The exact distribution limits between several subspecies of the versicoloured emerald are poorly known, and, in addition to the coastal nominate, some other subspecies have been considered separate species, especially the blue-green emerald (C. (v.) rondoniae), also known as the Rondonia emerald. This was based on plumage and reported sympatry with C. versicolor (ssp?), but except for the blue to the head, C. v. rondoniae is very similar to C. v. nitidifrons, and any evidence for sympatry is lacking. It was therefore "de-listed" by the South American Classification Committee, and is now considered a subspecies of the versicolored emerald, with some even suggesting that rondoniae is entirely invalid.

This species was formerly placed in the genus Amazilia. A molecular phylogenetic study published in 2014 found that Amazilia was polyphyletic. In the revised classification to create monophyletic genera, the versicoloured emerald was moved to Chrysuronia.

== Description ==
It has a total length of 8–10 cm. The relatively long, slightly decurved bill is black with flesh-colored (occasionally orange) base to the lower mandible. The tail is coppery-green with a dark subterminal band. The upperparts and flanks are coppery-green. The central underparts and crissum (the undertail coverts surrounding the cloaca) are white. The color of the throat, face-sides and crown varies greatly both individually and depending on subspecies. The throat ranges from all greenish or turquoise (edged white in female) in inland nominate, nitidifrons and kubtcheki, to bluish in rondoniae and white (essentially a continuation of the white central underparts) in coastal nominate, hollandi and millerii. Most races have green face-sides and crown, but this is typically turquoise-blue or azure blue in hollandi and rondoniae.

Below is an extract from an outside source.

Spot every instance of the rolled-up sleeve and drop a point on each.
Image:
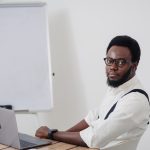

==Distribution and habitat==
It occurs in northern Bolivia, eastern Paraguay, far north-eastern Argentina, and eastern, southern and central Brazil, being absent from the arid Caatinga and most of the Amazon Basin, although locally extending into this region in the south-east and along major rivers (e.g. the Amazon River and Rio Negro). A population, possibly disjunct (although exact distribution limits often are incompletely known in this part of Brazil), occurs in far north-western Brazil, southern Venezuela, western Guyana and eastern Colombia.

It occurs in a wide range of semi-open habitats with some trees; even in urban areas. It generally avoids the interior of humid primary forest, and in regions where such habitats dominate, it mainly occurs in relatively open sections or along forest borders (e.g. the vicinity of major rivers). It is widespread, generally fairly common (more localized in the Amazon Basin) and possibly benefits from the widespread deforestation in tropical South America.